5/ Challenges and workshops announcements
6/ CD News
7/ Share computational design projects under construction or built (akin to skyscrapercity)
8/ and so many other categories and sub-categories...
Just my first thoughts. That breakdown in optimization is just an example. Maybe 'sections' is an old-school way of seeing things, I just wanted to share some thoughts on the kind of content I look forward to seeing. It can be pragmatic topics, but also theoretical, and allow folks to share their projects and research. Some categories are specific, others broad. I suppose I'm interested in community building with regards to computational design. I think SmartGeometry attempted to accomplish this at some point in the past, to some degree. However their focus appears to be in the workshops and challenges.

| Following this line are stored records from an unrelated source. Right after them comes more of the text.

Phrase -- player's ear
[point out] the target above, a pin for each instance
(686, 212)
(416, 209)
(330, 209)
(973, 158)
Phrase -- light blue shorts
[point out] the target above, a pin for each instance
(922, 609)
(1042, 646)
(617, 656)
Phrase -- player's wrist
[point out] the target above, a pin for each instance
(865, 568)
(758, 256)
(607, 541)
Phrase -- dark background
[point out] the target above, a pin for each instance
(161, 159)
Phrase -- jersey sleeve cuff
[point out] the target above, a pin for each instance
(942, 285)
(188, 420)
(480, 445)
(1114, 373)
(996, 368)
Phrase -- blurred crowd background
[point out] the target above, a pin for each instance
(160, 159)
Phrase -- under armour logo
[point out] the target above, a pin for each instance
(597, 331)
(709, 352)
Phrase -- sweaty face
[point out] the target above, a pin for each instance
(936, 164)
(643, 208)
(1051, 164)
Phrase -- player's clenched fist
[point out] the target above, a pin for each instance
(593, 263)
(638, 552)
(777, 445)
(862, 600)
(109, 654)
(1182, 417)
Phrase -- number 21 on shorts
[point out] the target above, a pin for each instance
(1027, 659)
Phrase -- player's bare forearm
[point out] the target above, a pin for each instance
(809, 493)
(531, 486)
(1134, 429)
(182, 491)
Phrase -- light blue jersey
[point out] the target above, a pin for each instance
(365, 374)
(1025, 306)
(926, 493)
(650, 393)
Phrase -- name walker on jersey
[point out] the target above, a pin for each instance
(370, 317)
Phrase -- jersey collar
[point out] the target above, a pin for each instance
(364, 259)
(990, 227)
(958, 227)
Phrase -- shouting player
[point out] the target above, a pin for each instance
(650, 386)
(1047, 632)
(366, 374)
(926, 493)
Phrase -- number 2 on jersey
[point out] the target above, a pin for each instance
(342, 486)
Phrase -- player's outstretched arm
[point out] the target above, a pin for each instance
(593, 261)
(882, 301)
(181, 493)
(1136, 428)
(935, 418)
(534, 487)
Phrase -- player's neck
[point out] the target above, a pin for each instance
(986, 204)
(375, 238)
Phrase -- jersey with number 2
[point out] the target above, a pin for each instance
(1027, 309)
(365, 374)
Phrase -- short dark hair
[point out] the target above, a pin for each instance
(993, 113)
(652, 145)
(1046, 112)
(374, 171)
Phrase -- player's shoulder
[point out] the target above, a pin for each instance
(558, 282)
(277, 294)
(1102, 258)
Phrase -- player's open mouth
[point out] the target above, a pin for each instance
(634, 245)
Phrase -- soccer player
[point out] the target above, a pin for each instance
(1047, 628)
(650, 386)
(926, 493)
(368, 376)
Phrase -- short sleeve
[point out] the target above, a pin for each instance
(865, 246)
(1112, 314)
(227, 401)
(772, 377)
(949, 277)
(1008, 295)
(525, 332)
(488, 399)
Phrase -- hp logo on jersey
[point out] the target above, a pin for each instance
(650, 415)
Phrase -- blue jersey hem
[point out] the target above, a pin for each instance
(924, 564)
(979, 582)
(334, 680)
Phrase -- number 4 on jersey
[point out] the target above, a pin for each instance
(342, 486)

I recall the silly flame wars that the CG industry had 20 years ago (lame). I'd avoid that, even if it meant forbidding the mention of any specific software in certain areas or in the entire forum. Which would be tricky, but the endless flame wars and silly comparisons were such a waste of everyone's time in CG.

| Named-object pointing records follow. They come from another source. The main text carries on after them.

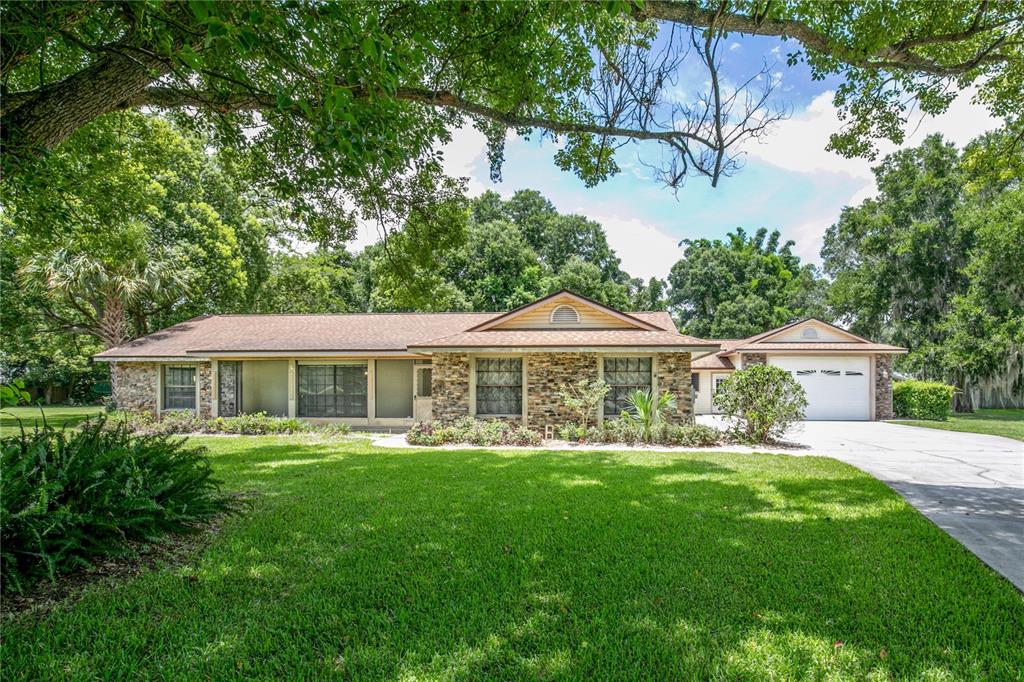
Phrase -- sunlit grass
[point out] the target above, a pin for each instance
(360, 563)
(1007, 423)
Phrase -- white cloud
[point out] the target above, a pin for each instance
(799, 142)
(645, 251)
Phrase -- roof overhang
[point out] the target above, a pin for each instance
(323, 352)
(576, 298)
(705, 350)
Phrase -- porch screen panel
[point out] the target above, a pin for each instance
(624, 376)
(332, 390)
(229, 388)
(179, 388)
(499, 386)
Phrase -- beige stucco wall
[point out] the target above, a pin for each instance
(264, 387)
(137, 386)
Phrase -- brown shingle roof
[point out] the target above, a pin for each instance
(560, 338)
(853, 346)
(342, 333)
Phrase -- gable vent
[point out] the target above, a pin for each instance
(564, 314)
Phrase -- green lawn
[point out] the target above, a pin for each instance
(55, 415)
(1009, 423)
(359, 563)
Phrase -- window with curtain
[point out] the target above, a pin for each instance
(624, 376)
(332, 390)
(179, 387)
(499, 386)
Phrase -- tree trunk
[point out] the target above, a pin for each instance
(62, 108)
(113, 322)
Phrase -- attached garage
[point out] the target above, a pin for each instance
(839, 387)
(846, 377)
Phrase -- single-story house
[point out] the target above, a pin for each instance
(391, 370)
(845, 376)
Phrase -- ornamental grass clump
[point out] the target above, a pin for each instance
(70, 497)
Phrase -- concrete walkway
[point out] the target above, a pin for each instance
(971, 485)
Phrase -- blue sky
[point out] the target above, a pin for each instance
(788, 181)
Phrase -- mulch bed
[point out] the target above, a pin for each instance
(170, 552)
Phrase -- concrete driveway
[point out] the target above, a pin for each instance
(971, 485)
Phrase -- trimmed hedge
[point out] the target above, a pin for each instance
(472, 431)
(257, 423)
(922, 399)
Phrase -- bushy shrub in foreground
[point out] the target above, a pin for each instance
(472, 431)
(258, 423)
(68, 497)
(922, 399)
(761, 402)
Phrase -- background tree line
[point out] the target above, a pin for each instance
(136, 222)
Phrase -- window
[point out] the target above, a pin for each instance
(624, 376)
(424, 388)
(564, 314)
(333, 390)
(499, 386)
(179, 388)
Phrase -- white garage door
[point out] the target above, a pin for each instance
(837, 387)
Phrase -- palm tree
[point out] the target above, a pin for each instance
(647, 411)
(94, 296)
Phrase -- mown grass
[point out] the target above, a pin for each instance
(55, 415)
(1008, 423)
(361, 563)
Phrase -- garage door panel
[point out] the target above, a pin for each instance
(838, 388)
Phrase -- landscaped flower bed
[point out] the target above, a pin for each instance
(472, 431)
(630, 433)
(258, 423)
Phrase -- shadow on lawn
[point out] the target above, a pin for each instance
(589, 565)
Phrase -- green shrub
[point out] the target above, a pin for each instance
(762, 402)
(70, 496)
(258, 423)
(471, 431)
(648, 411)
(922, 399)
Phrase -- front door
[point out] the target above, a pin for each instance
(424, 394)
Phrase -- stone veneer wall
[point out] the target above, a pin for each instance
(546, 374)
(205, 378)
(673, 375)
(450, 386)
(753, 358)
(134, 386)
(883, 386)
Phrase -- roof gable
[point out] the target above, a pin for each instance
(556, 311)
(810, 330)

Without dwelling on this too much yet, I think that the software specific questions belong in software specific forums. If we already had a common language for computational design, you'd just need to add the right description as a meta-tag to any Dynamo or Grasshopper forum post, and you'd be able to find analogous solutions in either forum effortlessly, right?
The Dynamo and Grasshopper forums lack design-centric content. The emphasis is generally on the tools and workflow. Computational design is hybrid in essence, it involves both design and computer programming (be it visual or textual). We could really use a forum for knowledge exchange where the expectation is that both are discussed with equal status.
I disagree that such a forum ought to exclude professional programmers. It should include professional programmers whom have an interest in design, and also include professional designers whom have an interest in computer programming, and everyone in between, and enthusiasts, and artists whom are curious about algorithms as a creative medium, and academics, and students, and etc etc. As long as there is rich content and activity on design as well, not only the computational bit, then the crowd will be diverse and we'll all have more to learn from one another.